23 december 2021 | Insolventierecht

Een bedrijf had nog veel geld tegoed van een ander bedrijf. Omdat niet werd betaald, is het faillissement aangevraagd. Dat dit bedrijf binnenkort over voldoende middelen zou beschikken om de schuld af te lossen, staat het faillissement niet in de weg.

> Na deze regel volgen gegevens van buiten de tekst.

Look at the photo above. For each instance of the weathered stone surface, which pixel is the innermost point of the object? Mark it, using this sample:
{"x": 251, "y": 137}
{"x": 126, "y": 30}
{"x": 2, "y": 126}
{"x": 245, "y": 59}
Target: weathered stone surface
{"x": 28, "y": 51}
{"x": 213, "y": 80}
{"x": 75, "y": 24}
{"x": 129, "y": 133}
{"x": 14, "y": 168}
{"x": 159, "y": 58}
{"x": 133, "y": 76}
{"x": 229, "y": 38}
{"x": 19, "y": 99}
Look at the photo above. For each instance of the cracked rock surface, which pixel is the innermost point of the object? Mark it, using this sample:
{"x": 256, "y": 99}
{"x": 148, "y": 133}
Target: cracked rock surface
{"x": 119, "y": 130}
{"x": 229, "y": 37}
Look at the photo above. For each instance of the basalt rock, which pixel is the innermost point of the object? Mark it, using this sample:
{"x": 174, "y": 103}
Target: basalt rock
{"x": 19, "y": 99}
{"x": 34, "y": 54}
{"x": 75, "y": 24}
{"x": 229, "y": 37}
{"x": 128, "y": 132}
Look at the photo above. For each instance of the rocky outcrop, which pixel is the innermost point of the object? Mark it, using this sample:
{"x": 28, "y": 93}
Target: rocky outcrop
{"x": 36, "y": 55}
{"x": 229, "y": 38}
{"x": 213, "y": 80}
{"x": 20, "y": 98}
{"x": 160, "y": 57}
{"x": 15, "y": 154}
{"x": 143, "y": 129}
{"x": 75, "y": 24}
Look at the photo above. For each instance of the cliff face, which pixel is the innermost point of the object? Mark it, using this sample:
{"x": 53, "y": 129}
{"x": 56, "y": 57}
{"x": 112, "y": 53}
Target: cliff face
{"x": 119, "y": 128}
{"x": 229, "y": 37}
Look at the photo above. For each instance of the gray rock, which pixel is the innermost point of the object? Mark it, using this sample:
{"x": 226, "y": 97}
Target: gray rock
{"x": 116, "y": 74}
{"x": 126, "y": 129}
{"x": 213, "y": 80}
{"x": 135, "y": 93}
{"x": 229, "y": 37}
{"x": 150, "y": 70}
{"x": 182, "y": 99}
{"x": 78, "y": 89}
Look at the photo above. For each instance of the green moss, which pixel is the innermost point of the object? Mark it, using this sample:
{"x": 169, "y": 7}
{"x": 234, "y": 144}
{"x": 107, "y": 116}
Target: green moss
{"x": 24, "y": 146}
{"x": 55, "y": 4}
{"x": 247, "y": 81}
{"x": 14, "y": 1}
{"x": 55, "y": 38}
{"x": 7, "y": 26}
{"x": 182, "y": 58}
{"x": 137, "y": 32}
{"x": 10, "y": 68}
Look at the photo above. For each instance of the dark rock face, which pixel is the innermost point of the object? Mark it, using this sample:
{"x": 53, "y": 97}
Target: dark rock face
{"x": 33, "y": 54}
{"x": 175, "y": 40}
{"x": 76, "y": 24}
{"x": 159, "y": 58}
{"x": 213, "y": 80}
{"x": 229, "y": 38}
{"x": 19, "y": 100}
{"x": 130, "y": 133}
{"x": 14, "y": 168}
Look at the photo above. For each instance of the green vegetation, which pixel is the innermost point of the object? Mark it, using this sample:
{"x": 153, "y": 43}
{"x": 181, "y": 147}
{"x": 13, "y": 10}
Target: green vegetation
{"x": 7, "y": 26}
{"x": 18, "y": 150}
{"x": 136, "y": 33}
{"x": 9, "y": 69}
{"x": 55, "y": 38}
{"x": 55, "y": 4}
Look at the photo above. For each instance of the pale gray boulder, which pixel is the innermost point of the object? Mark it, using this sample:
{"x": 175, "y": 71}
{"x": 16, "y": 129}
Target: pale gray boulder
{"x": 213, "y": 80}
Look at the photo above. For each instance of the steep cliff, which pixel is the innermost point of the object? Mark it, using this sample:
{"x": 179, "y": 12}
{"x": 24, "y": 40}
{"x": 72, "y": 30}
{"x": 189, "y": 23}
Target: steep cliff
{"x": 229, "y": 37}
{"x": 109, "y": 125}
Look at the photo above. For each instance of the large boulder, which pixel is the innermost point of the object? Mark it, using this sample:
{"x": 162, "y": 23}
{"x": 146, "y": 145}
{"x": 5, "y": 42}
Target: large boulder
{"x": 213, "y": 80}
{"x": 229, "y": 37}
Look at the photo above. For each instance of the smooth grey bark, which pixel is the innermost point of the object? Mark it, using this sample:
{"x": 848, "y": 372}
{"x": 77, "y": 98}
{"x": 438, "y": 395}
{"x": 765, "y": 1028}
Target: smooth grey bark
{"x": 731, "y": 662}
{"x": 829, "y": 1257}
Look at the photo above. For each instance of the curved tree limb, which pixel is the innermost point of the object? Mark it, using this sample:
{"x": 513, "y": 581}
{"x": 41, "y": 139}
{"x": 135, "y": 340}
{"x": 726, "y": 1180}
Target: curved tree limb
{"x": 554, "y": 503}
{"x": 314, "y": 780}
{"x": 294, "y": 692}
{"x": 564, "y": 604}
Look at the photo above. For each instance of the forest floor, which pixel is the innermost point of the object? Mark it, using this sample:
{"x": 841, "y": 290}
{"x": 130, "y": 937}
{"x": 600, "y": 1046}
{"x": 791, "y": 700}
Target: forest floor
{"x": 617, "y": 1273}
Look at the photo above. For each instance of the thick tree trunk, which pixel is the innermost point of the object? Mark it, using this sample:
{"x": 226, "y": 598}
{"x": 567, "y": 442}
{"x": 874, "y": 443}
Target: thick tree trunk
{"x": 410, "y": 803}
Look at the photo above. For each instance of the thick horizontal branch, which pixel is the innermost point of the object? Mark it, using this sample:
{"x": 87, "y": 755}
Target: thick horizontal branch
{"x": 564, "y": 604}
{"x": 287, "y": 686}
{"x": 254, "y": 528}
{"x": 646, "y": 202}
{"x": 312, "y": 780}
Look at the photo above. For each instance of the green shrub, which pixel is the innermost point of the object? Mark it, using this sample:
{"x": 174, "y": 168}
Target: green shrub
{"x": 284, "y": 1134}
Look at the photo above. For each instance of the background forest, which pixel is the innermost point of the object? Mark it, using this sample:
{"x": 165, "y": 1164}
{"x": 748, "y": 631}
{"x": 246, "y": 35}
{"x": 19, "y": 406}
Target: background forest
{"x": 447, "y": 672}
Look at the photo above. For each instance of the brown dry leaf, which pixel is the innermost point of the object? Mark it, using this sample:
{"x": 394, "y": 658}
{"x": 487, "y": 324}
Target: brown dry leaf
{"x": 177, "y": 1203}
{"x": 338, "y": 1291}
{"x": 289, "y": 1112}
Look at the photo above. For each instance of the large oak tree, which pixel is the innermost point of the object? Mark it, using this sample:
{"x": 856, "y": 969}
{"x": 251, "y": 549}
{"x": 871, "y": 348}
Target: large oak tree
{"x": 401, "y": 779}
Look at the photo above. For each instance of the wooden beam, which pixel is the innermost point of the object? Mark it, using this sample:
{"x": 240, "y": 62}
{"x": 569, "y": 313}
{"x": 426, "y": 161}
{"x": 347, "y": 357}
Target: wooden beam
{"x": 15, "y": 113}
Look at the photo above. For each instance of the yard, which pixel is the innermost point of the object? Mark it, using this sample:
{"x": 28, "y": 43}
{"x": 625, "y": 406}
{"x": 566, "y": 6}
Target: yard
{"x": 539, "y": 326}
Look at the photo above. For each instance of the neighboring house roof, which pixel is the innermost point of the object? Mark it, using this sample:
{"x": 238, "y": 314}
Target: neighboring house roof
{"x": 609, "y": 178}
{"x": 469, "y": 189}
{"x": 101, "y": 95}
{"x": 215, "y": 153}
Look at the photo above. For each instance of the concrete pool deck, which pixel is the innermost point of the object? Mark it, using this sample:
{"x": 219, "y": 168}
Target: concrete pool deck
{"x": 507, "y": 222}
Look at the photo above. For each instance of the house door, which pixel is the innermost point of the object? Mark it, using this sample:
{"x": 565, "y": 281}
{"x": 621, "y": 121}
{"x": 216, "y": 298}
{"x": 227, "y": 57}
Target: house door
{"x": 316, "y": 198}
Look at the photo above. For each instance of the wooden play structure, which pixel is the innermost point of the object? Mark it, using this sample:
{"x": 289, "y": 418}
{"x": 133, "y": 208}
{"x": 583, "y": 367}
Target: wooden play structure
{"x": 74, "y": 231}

Twee bedrijven, een koper en een leverancier, waren overeengekomen dat 40 duizend doosjes handschoenen werden geleverd tegen een koopsom van 413.890 euro. De koper betaalde dat bedrag snel, maar de leverancier stuurde de handschoenen niet. De koper ontbond vervolgens de overeenkomst en sommeerde de leverancier het bedrag terug te betalen. De leverancier betaalde slechts 50.000 euro, waarop de kopende partij zijn faillissement heeft aangevraagd.

Geen betalingsregeling

De leverancier betwist niet dat hij de koper het bedrag verschuldigd is, maar is nu niet in staat tot terugbetaling of tot het treffen van een betalingsregeling. Wel verwacht hij binnenkort gelden die hij wil gebruiken om de vordering te voldoen. Dat geld komt van handelscrediteuren in Turkije en Egypte die de leverancier nog geld verschuldigd zijn. De leverancier is bezig om dat geld te incasseren, waarmee de vordering van de koper op termijn kan worden voldaan. Daarnaast beschikt de leverancier over een bedrijfspand en een woning die verkocht zullen worden. Ook de overwaarde daarvan (350.000 euro) kan worden gebruikt om de schuld af te lossen. Om deze redenen vraagt hij het verzoek tot faillietverklaring af te wijzen.

Strikte interpretatie

De rechtbank Rotterdam, die over dit verzoek moet oordelen, interpreteert de Faillissementswet strikt. Op grond van deze wet wordt de faillietverklaring uitgesproken, indien ‘summierlijk blijkt van het bestaan van feiten en omstandigheden die aantonen dat de schuldenaar in de toestand verkeert dat hij heeft opgehouden te betalen en, als een schuldeiser het verzoek doet, ook van het vorderingsrecht van deze’. Wel moeten er meerdere schuldeisers zijn, wat hier ook het geval is. Daarom wijst de rechtbank het verzoek tot faillietverklaring toe.

Onvoldoende aannemelijk

Maar de leverancier verwacht binnenkort toch voldoende geld binnen te krijgen, van handelspartners in Turkije en Egypte en door de verkoop van het onroerend goed? De rechtbank stelt echter dat het ‘onvoldoende aannemelijk’ is dat er concreet zicht is op geldsommen waarmee de vordering van de kopende partij op korte termijn zou kunnen worden voldaan. Het zijn ‘beloftes’, en dat is te weinig om het verzoek tot faillietverklaring tegen te houden.